Самуил молча подошел к шкафчику, приделанному к стене, открыл его и вынул из него пузырек с бесцветной жидкостью.

– Дай этот пузырек Марте. Пусть она вольет пять-шесть капель в питье акушерки и кормилицы, и они уснут по крайней мере часа на три. Ступай же скорей: подожди там и, когда это будет сделано, сейчас же приходи мне сказать. Конечно, поезжай на извозчике, но устрой так, чтобы он не мог подозревать, куда и откуда ты едешь.

– Я уже так и сделал. Вы можете быть спокойны, г-н барон, насчет моей осторожности.

Стефан был уже у дверей, когда Самуил вернул его.

– Постой, ты мне не сказал, где и каким образом произойдет обмен.

– Это очень просто. Комната княгини в первом этаже, окна спальни и смежного с ней будуара выходят в сад. Из будуара винтовая лестница спускается на маленькую террасу, окруженную кустами. Марта уже открыла эту калитку в ограде, через которую входят садовники. Я войду в эту калитку и направлюсь к террасе, а Марта будет сторожить меня на верху лестницы и по условленному знаку принесет мне князька.

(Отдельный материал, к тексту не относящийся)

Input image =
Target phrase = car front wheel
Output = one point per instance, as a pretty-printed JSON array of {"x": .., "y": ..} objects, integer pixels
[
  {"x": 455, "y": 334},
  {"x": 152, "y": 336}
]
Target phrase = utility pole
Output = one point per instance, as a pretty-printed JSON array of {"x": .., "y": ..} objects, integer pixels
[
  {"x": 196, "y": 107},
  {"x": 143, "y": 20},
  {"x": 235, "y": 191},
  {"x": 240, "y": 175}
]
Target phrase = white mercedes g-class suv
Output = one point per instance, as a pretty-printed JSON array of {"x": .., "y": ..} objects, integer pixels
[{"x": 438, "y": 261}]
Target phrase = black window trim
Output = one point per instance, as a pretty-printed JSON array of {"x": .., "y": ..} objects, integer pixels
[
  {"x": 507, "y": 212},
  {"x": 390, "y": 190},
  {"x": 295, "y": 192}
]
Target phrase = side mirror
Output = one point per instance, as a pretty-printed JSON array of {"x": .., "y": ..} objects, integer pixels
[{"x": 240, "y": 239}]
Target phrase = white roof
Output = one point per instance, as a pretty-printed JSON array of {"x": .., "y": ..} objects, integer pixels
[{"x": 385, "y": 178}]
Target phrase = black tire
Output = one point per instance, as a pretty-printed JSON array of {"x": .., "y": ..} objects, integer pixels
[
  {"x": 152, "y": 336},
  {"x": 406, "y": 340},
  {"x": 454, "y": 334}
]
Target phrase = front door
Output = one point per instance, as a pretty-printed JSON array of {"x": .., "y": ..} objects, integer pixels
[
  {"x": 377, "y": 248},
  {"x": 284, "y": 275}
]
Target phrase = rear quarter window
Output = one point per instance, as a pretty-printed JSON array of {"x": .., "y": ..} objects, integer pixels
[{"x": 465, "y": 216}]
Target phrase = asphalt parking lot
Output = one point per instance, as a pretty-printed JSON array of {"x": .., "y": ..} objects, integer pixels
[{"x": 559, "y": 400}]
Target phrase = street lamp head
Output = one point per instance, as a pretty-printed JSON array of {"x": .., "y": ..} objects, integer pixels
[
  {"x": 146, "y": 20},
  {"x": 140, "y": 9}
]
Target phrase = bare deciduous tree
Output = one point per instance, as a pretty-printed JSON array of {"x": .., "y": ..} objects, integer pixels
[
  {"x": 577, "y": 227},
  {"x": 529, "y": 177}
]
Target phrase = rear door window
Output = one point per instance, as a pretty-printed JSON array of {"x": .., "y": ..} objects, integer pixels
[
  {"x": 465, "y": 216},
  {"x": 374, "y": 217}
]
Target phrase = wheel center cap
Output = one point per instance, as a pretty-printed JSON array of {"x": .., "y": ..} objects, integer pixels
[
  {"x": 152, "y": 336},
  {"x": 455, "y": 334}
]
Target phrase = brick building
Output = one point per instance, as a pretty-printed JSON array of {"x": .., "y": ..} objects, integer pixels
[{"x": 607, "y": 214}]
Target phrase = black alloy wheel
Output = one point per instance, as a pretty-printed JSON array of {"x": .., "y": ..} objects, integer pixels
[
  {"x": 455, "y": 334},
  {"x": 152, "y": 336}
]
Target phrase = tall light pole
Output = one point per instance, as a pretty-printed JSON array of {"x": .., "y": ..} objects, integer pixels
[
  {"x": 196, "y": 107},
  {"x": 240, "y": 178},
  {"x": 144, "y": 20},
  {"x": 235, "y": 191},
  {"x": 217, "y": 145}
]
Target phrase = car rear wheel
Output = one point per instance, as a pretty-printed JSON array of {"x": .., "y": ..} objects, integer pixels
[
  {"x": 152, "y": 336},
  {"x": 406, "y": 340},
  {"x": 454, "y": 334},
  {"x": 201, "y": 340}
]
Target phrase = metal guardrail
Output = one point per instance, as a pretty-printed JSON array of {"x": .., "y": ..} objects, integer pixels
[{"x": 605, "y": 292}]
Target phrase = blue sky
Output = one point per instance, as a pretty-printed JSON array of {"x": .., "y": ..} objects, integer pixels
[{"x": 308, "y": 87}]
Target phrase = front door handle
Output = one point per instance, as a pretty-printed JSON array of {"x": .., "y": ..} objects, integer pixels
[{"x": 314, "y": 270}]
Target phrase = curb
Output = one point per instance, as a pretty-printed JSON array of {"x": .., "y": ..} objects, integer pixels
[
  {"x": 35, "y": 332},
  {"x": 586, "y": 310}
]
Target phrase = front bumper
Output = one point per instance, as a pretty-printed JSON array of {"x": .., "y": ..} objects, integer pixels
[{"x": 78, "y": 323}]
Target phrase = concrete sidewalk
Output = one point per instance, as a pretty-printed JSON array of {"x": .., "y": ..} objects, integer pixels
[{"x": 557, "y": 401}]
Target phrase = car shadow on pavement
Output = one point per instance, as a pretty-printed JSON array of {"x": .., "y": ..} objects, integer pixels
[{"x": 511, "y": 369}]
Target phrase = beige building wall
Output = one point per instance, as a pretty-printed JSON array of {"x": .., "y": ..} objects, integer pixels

– Хорошо, иди и возвращайся скорей.

По уходе Стефана Самуил вынул из шкафчика другой пузырек, подобный первому, положил его в карман жилета и направился на половину Руфи. В комнате рядом со спальней, за столом перед кофейником и корзинкой с печеньем сидела акушерка, толстая женщина с добродушным лицом. Она только что налила себе чашку кофе. При виде хозяина дома она встала и, как бы оправдываясь, проговорила:

– Баронесса и ребенок спят; чтобы их не тревожить и слышать, если меня позовут, я пришла сюда пить кофе.

– Пейте, пейте, добрая фрау Зауер, вам нужны силы, – приветливо сказал Самуил. – Я пришел за портфелем, который оставил здесь утром на туалете, но жена спит, и я не войду, будьте так добры сходить за ним. Вы сейчас же его увидите: красный сафьяновый портфель с серебряными углами.

Акушерка поспешно вышла. Как только она скрылась за портьерой, банкир наскоро влил ей в чашку с кофе несколько капель наркотика.

– Извините, барон, я никак не могла найти портфеля, – сказала смущенная акушерка.

– Ну, видно, надо мне пойти самому, там у меня деловые бумаги, – ответил Самуил, тихонько направился к спальне, слабо освещенной ночником, и осторожно подошел к кровати, возле которой стояла колыбель под кружевной занавесью.